The Corporal Punishment of Minors in Lima (Peru), 1821–c. 1900

Sunday, January 5, 2014: 11:20 AM
Columbia Hall 9 (Washington Hilton)
G. Antonio Espinoza, Virginia Commonwealth University
The goal of this paper is to analyze elite ideas, official regulations, and actual uses of corporal punishment against minors in Lima during the post-independence period. Governmental efforts to regulate corporal punishment had limited effects due to the inability of the state to enforce its own laws, as well as the contradiction between enlightened and liberal ideals and the realities of a stratified society. Within a society where corporal punishment was common, contemporaries distinguished between various types. Since the colonial period enlightened intellectuals and politicians criticized whipping because they considered it degrading to free, rational men. In the early years after independence, political authorities forbade flogging but authorized its use to punish slaves and sailors. Despite the official prohibition, teachers kept on using the whip because it was a prompt, exemplary form of punishment that some parents approved.

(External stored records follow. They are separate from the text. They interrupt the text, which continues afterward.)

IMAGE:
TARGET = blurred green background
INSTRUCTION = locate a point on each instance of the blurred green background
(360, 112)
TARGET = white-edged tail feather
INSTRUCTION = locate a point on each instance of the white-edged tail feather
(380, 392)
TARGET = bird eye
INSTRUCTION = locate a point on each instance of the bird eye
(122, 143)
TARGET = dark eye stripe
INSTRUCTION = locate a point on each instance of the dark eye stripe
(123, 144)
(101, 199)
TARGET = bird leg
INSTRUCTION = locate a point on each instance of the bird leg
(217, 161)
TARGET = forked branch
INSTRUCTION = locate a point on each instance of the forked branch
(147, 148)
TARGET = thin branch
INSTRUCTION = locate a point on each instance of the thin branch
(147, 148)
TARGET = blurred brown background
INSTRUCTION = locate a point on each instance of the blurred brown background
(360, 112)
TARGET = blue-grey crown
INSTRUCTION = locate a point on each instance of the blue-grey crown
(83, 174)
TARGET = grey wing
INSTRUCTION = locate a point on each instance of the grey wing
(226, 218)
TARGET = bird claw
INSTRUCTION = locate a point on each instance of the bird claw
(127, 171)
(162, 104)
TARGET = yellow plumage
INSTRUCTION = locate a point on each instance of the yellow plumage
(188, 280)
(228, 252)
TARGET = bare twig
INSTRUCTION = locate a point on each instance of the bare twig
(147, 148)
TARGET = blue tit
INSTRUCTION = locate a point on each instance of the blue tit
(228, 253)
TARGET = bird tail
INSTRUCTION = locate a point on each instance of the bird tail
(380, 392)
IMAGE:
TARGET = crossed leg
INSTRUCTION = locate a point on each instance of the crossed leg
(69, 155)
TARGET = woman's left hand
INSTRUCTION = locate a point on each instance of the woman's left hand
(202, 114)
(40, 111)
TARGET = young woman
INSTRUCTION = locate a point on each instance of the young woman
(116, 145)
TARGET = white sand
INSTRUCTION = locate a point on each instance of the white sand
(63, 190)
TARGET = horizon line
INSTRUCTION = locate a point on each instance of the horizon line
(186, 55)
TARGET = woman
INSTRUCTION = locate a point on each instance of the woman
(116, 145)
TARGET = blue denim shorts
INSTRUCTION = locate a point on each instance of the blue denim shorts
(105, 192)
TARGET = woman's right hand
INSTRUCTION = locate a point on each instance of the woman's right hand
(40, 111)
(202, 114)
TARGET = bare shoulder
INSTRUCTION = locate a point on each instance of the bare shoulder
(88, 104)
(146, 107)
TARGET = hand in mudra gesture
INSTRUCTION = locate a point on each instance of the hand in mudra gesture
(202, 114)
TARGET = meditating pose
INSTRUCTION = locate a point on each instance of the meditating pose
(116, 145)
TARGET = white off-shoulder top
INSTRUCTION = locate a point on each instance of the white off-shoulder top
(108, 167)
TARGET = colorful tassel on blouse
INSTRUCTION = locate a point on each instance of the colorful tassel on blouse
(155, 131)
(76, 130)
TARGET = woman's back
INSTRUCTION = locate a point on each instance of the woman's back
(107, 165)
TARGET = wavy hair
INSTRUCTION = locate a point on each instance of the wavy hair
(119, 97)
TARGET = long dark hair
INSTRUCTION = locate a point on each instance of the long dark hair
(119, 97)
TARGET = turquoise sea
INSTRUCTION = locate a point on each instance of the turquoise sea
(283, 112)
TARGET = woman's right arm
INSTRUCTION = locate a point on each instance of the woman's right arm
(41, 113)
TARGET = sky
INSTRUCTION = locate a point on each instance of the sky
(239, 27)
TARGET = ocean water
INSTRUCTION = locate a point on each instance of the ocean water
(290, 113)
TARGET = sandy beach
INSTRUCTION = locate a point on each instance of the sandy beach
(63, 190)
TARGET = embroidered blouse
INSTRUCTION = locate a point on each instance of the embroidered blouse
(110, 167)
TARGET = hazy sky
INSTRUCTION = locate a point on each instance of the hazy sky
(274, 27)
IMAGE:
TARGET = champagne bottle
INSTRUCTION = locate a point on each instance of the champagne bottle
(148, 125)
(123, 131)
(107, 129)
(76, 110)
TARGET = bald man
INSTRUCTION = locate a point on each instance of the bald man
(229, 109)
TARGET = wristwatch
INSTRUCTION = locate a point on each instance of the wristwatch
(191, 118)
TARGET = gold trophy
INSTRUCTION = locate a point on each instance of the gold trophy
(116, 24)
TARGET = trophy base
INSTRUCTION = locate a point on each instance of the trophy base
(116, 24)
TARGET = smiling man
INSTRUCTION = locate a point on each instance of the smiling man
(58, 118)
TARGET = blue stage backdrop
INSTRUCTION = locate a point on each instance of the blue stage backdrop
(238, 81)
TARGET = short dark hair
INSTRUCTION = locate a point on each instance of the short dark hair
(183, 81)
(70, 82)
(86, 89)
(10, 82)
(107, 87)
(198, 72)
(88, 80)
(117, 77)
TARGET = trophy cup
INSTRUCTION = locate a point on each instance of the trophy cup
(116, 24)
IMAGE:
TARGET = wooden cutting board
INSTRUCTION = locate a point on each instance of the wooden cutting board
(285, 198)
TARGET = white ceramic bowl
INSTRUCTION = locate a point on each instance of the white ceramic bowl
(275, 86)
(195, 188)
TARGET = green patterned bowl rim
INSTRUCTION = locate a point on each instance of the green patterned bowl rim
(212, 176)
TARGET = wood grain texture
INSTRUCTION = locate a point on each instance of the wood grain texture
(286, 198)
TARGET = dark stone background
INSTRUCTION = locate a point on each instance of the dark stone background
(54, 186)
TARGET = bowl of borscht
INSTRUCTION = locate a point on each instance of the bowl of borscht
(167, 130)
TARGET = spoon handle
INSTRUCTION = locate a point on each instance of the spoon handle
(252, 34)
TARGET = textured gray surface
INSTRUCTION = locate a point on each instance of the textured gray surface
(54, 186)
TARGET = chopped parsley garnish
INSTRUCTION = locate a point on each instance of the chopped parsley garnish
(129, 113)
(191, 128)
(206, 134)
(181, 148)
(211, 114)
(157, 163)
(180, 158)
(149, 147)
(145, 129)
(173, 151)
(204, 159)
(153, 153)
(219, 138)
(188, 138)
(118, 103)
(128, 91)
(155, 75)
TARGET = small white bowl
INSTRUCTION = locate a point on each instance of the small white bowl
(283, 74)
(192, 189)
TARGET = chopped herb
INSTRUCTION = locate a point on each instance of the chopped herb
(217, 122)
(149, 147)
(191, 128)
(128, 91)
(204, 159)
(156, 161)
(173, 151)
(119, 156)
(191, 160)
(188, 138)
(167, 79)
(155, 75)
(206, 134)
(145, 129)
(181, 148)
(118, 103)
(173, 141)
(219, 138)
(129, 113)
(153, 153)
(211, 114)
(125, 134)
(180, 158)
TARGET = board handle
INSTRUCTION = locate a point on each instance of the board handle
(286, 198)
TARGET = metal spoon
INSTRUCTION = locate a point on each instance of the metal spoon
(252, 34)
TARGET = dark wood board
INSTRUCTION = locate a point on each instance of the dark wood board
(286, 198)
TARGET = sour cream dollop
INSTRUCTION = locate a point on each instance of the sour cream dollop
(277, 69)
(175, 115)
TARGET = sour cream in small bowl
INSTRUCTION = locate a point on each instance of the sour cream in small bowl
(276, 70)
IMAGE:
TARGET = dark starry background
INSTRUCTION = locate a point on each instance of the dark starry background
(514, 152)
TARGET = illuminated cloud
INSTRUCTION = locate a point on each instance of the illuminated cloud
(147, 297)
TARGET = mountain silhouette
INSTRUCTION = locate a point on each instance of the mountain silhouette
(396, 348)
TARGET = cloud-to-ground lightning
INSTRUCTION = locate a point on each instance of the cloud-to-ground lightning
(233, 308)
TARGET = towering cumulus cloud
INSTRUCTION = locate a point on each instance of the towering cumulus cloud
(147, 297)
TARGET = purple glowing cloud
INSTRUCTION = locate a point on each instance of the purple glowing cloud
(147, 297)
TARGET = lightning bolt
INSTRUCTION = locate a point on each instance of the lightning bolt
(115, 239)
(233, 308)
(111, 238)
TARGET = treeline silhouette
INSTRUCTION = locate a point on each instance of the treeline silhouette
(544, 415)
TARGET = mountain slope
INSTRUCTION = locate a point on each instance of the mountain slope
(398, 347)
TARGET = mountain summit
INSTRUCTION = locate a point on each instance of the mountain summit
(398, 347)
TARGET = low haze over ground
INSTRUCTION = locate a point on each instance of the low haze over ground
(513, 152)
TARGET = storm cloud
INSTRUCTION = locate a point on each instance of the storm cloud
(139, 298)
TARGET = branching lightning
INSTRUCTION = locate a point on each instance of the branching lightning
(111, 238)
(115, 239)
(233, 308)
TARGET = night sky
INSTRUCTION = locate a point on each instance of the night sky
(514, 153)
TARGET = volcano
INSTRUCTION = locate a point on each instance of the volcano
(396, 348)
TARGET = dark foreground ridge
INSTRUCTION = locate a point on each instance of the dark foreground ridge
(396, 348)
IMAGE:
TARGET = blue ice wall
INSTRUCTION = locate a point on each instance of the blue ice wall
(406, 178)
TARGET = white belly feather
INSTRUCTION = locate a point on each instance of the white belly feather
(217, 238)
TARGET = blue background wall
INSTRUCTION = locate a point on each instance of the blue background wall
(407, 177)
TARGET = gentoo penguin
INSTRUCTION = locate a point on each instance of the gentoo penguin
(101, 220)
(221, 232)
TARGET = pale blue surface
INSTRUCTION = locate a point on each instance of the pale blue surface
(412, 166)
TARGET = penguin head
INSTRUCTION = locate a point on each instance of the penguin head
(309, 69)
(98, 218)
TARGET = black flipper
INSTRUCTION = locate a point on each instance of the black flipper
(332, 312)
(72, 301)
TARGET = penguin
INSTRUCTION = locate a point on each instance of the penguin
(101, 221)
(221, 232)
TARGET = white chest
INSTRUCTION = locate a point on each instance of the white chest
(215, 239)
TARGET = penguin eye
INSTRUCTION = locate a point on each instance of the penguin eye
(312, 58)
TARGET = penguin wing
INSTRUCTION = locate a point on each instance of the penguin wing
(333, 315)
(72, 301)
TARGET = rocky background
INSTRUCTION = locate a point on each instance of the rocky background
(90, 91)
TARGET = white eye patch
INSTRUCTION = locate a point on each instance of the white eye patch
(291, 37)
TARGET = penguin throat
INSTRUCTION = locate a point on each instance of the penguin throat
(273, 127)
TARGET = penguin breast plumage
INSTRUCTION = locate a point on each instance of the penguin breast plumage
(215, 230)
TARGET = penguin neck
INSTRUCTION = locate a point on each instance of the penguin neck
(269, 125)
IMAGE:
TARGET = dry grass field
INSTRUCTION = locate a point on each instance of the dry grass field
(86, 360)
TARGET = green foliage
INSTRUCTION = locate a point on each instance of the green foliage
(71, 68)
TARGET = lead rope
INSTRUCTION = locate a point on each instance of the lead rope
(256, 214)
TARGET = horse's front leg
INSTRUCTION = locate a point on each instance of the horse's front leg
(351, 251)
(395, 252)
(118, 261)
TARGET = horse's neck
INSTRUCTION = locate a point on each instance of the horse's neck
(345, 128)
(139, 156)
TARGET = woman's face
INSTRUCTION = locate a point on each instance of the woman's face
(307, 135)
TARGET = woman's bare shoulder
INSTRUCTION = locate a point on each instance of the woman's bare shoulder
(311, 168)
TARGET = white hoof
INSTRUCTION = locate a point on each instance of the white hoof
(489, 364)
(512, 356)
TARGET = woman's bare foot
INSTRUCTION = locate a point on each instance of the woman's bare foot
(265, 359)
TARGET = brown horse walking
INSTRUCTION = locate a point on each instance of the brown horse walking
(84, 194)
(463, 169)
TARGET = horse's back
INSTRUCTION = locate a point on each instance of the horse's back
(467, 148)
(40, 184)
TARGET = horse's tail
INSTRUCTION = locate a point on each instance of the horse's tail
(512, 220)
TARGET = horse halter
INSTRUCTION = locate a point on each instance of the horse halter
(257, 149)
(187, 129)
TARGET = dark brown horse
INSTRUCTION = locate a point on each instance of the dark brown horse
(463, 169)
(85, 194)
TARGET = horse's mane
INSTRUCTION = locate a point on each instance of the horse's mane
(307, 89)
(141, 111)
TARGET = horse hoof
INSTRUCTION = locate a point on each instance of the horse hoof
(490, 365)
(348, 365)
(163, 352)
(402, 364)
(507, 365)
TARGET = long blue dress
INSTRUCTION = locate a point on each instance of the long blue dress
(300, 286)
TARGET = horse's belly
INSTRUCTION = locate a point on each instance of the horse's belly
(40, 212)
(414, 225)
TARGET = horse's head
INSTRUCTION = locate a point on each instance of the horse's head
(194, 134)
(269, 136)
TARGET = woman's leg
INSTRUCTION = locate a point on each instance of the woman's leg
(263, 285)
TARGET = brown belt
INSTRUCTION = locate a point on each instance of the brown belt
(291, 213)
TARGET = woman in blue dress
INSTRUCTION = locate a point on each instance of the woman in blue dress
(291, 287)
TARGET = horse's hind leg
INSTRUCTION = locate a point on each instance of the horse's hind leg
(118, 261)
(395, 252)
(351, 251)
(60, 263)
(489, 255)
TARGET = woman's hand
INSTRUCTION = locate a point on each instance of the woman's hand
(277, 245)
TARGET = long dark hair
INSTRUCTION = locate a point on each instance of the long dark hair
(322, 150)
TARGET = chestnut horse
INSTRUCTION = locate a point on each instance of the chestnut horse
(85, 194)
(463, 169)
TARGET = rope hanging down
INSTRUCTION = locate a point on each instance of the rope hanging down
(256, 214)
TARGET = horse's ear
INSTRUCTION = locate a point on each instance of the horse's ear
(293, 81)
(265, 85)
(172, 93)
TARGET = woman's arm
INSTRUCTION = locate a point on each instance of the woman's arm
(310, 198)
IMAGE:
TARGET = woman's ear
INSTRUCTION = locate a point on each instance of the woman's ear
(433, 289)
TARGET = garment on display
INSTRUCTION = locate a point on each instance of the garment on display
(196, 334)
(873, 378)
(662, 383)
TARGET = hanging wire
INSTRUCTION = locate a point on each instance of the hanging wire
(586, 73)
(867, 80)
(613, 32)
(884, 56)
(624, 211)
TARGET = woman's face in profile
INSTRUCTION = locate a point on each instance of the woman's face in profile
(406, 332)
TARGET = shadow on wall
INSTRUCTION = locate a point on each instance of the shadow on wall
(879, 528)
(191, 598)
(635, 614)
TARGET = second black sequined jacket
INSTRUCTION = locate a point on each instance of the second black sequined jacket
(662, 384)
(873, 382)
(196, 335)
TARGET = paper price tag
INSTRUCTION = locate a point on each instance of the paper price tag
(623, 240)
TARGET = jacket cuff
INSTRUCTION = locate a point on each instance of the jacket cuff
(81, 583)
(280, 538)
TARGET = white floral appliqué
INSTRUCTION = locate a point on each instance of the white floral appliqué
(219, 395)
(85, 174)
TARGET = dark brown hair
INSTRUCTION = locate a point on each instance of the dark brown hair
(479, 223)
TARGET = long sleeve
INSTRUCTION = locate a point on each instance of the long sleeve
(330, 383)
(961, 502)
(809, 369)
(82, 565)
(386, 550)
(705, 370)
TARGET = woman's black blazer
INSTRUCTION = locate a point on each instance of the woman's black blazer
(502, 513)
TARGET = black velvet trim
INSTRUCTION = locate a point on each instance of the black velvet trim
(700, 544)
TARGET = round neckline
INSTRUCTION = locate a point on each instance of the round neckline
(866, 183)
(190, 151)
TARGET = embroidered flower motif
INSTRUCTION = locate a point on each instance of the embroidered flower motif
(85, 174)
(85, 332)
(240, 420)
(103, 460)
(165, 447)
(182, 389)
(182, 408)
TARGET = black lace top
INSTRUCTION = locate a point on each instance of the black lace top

Since the late 1840s the use of corporal punishments in Lima, especially the lash, became a controversial subject Incidents related to whipping were not only about law-abidance or children’s feelings. Honor, authority, and effective school discipline were also at stake. As private and public involvement in education intensified, teachers were under greater scrutiny.  Parents became more sensitive about the schooling process. They wanted to protect their parental authority, their rights as fee-paying clients, and their child’s dignity and – by extension – their family’s reputation. It is possible that the abolition of slavery in 1854, which also meant the end of whipping as an acceptable punishment for slaves, had some effect over the public perception of this practice. Even after the passing of new regulations in the second half of the nineteenth century, the sanctions on teachers who flogged their students were inconsistent. The status of the accuser and the past performance of the accused teacher were both influential in the outcome.